L’economia del design in Italia genera un valore aggiunto di 2,5 miliardi di euro

Nei giorni scorsi presso l’Adi Design Museum Symbola, Deloitte e Poli.design hanno presentato il rapporto “Design Economy 2022”.

In Italia il settore conta 30mila imprese che hanno generato nel 2020 un valore aggiunto pari a 2,5 miliardi di euro con 61mila occupati. Le imprese si distribuiscono su tutto il territorio nazionale, con una particolare concentrazione nelle aree di specializzazione del Made in Italy e nelle regioni del nord, dove si localizza il 60% delle imprese.
Tra le provincie primeggiano Milano (con il 15 per cento delle imprese e il 18 per cento del valore aggiunto nazionale) Roma (6,7% e 5,3%), Torino (5% e 7,8%). Le imprese operano per il 44 per cento all’estero, per il 45 per cento su scala nazionale e per il 10,8 per cento su scala locale.

Sostenibilità motore della crescita

Come ha affermato Ermete Realacci, presidente della Fondazione Symbola: «Nel pieno di una transizione verde e digitale il design è chiamato nuovamente a dare forma, senso e bellezza al futuro. molti aspetti della nostra vita, così come molti settori, cambieranno, dalla metamorfosi della mobilità verso modelli condivisi, interconnessi ed elettrici, ai processi di decarbonizzazione e dell’economia circolare che stanno cambiando l’industria e le relazioni di filiera, arrivando ai prodotti che, in un contesto di risorse sempre più scarse, dovranno necessariamente essere riprogettati per diventare più durevoli, riparabili, ricondizionabili, riutilizzabili».
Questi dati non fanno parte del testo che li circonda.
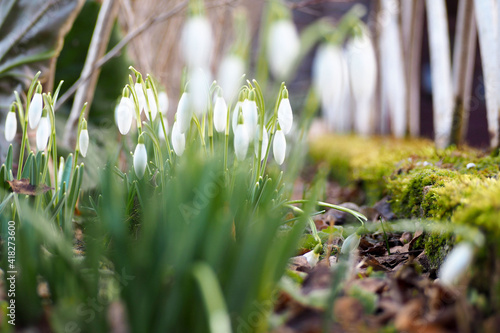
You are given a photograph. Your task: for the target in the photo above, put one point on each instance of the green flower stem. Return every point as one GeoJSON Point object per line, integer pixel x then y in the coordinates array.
{"type": "Point", "coordinates": [361, 218]}
{"type": "Point", "coordinates": [312, 225]}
Il punto d’incontro tra domanda e offerta dei servizi di design si concretizza già oggi nella progettazione con materie prime più sostenibili e l’ottimizzazione dell’utilizzo delle risorse, individuate come principali priorità a cui il design è chiamato a rispondere in ambito sostenibilità dalle imprese e i progettisti intervistati nello studio che operano in tali ambiti.
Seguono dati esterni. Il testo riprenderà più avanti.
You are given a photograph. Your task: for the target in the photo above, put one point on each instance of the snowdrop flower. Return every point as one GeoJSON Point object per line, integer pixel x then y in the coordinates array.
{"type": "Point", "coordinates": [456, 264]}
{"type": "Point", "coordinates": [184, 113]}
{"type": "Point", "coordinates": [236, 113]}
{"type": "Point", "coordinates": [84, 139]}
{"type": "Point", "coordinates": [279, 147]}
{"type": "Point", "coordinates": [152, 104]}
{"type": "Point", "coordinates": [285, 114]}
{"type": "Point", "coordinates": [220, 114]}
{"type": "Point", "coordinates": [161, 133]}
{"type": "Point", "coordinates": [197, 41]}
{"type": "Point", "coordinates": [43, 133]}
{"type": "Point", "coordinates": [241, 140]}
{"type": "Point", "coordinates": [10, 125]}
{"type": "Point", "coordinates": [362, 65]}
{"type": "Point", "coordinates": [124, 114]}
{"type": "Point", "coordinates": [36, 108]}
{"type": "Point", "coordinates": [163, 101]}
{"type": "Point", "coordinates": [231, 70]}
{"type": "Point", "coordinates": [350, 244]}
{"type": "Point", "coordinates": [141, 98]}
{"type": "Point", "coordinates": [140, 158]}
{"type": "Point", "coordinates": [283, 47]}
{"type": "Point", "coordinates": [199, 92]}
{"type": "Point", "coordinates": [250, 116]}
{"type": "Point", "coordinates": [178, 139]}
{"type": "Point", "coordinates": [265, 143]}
Tra i settori che trainano la domanda di servizi di design sostenibile ci sono soprattutto i comparti del Made In Italy. A primeggiare c’è il settore arredo (70 per cento), seguito dall’automotive (56 per cento), dalle costruzioni – ceramiche, pavimenti, fino agli elementi strutturali – (38 per cento), dall’abbigliamento e dall’agroalimentare.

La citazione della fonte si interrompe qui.